Character classes now support regex-style shorthand escapes and POSIX named classes, both with ASCII semantics:

Number <- [\d]+
Ident  <- [[:alpha:]_][\w]*
NoWS   <- [^\s]+
  • Shorthands: \d \D \w \W \s \S (inside [...] and [^...])
  • POSIX classes: [[:alpha:]], [[:^digit:]], etc. — alnum, alpha, ascii, blank, cntrl, digit, graph, lower, print, punct, space, upper, word, xdigit
  • Both are desugared into plain codepoint ranges at grammar-parse time, so serialization, first-set computation, and matching performance are unaffected.
  • Fully backward compatible: \d was previously a syntax error, and non-POSIX sequences like [[:] keep parsing as literal characters. An unknown POSIX class name (e.g. [[:foo:]]) fails grammar loading with a clear error.
  • Unicode property classes (\p{L}, UTS #18) are left as a future extension.

{ no_whitespace } instruction (#44)

A rule can now opt out of %whitespace skipping — requested back in 2018:

StrQuot   <- '"' (StrEscape / StrChars)* '"'  { no_whitespace }
StrEscape <- '\\' .
StrChars  <- (!'"' !'\\' .)+

%whitespace <- [ \t\r\n]*

Whitespace skipping is disabled inside the rule and resumes after it — like a token boundary, without the token capture. It composes with other instructions ({ no_whitespace; no_ast_opt }) and works with packrat parsing and grammar blobs.

peglint: whitespace/predicate lint (#319)

With %whitespace defined, a literal skips its trailing whitespace before a following predicate tests the input, so KEYWORD <- "create" !IDCHAR silently checks the wrong position. peglint now detects this pattern and suggests wrapping it in a token boundary or adding { no_whitespace }. The !. end-of-input idiom is excluded.

📚 Documentation

  • New README section "How %whitespace works exactly": the three exact skip points, the no-skip zones, and the recurring pitfalls behind #44, #292, #319, #325, #327, and #328 — including the previously undocumented rule that definitions whose name starts with _ are hidden from error messages.

🐛 Bug Fixes

  • operator"" _ deprecation warning re-fixed (#338, #340): the original fix was accidentally reverted by an older clang-format run (clang-format < 19 inserts a space between "" and the suffix identifier).

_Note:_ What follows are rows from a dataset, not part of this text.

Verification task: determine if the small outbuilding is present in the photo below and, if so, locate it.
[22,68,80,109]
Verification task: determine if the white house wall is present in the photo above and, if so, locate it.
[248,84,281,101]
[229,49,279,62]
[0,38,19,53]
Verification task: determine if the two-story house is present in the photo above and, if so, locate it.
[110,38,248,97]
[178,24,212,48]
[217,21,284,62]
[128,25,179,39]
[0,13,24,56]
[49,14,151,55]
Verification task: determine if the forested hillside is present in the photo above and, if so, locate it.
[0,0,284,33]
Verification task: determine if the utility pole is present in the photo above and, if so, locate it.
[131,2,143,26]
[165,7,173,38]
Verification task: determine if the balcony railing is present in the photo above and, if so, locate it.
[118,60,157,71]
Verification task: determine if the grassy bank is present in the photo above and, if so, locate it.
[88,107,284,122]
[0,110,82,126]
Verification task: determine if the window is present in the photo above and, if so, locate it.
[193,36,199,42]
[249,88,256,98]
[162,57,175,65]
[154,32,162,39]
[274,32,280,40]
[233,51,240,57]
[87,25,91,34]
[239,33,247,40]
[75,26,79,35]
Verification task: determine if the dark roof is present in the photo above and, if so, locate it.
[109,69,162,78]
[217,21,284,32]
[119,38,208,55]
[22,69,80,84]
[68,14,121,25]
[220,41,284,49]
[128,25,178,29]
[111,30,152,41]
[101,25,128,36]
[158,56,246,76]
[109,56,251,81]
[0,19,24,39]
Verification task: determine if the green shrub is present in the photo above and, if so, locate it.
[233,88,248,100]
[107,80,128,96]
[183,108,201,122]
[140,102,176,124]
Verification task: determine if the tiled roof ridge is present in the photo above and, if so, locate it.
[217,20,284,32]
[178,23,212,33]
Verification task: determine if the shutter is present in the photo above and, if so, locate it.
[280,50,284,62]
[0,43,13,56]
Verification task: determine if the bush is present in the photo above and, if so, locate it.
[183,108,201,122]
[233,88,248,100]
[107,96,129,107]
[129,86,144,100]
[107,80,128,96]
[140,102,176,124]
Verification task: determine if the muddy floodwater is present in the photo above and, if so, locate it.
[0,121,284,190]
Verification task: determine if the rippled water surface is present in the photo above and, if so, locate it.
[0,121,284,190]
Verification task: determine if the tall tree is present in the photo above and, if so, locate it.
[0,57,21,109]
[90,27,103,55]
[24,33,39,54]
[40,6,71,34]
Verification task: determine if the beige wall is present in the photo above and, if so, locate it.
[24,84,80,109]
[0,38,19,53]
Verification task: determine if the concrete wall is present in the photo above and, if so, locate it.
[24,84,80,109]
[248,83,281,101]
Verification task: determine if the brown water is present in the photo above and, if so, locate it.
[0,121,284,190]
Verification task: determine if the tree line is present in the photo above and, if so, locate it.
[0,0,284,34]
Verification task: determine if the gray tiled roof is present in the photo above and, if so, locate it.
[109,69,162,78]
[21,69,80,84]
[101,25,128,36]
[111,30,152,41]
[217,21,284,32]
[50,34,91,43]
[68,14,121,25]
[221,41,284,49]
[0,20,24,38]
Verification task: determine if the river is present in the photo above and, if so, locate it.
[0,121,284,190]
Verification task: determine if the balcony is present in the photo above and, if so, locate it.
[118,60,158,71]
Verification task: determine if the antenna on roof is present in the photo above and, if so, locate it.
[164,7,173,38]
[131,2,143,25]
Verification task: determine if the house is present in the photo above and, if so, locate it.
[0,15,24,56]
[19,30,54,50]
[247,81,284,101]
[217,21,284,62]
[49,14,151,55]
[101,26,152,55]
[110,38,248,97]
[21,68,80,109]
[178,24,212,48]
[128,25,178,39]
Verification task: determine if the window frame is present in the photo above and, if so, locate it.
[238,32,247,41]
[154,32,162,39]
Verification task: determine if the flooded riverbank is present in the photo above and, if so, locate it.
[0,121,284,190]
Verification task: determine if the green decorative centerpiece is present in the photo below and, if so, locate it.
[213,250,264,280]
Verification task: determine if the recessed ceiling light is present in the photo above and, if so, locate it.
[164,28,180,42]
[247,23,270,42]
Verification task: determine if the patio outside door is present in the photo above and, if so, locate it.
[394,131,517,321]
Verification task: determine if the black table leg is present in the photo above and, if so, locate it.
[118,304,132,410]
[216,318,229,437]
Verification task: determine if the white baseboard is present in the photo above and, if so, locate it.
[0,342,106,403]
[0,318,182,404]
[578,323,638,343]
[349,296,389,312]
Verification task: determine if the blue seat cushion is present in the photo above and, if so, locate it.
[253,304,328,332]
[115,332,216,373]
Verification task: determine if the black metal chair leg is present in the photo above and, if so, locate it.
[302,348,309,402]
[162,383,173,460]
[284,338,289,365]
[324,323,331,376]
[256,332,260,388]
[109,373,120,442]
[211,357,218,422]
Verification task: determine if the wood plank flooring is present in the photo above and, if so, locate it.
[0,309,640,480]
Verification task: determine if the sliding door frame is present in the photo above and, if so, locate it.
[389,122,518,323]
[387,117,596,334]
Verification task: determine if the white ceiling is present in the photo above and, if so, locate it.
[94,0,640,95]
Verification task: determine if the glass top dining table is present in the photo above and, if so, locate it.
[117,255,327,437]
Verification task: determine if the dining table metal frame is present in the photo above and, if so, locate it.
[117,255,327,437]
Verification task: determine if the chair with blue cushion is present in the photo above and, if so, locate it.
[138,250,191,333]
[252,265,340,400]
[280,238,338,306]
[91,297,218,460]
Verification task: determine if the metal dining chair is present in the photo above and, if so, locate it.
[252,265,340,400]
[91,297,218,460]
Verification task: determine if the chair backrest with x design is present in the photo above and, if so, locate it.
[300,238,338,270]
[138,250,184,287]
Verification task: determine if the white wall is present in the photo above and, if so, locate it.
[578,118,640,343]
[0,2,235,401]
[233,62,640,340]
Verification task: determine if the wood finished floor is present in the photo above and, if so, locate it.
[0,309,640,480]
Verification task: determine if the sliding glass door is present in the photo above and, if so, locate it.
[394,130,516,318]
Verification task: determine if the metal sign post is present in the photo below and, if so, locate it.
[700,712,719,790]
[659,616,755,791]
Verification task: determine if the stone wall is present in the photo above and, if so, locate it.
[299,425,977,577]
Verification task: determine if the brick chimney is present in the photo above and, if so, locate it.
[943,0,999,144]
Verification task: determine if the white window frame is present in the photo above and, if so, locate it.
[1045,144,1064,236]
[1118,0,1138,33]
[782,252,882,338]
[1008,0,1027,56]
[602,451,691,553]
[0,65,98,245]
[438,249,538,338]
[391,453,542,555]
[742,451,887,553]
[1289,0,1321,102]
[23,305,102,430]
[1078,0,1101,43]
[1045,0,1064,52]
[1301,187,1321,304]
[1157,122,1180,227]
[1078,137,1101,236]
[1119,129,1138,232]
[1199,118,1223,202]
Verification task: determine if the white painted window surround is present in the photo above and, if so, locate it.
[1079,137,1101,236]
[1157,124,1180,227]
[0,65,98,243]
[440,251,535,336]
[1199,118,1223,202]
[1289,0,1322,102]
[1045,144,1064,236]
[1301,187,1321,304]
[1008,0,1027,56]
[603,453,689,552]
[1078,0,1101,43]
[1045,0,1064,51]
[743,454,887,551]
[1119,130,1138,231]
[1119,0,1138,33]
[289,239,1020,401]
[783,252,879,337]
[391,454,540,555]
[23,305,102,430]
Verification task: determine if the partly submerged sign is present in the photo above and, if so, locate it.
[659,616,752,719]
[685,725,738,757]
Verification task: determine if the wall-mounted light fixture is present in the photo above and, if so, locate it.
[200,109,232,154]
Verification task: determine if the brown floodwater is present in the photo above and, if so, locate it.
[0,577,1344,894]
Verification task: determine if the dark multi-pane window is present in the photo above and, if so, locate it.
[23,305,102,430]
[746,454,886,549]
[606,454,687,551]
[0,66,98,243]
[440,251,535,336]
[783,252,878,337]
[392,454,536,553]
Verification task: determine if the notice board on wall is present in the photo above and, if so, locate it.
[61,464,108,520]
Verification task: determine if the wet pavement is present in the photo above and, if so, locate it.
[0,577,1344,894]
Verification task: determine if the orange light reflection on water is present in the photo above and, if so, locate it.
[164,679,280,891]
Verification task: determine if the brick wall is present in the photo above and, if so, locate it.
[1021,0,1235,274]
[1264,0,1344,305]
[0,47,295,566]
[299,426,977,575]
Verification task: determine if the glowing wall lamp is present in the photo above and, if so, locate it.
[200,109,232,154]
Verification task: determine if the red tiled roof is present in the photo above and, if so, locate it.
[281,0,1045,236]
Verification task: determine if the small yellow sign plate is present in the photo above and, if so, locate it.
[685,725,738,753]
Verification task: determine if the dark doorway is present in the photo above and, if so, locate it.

Compiles warning-free in C++23 mode again.
  • Test suite no longer skips silently: when the mini-js grammar file cannot be found, the tests now fail with the reason instead of being reported as skipped while ctest shows "100% passed" (follow-up to #341).

⚠️ Compatibility Notes

  • Grammar blob format bumped (PEG1PEG2) to carry the per-rule no_whitespace flag. Blobs generated with v1.13.0 are cleanly rejected with a bad-magic error — regenerate them with peglint --blob or parser::serialize_grammar().
  • peg::Definition gained a data member; as a header-only library this only requires recompiling — but don't mix object files compiled against different peglib versions.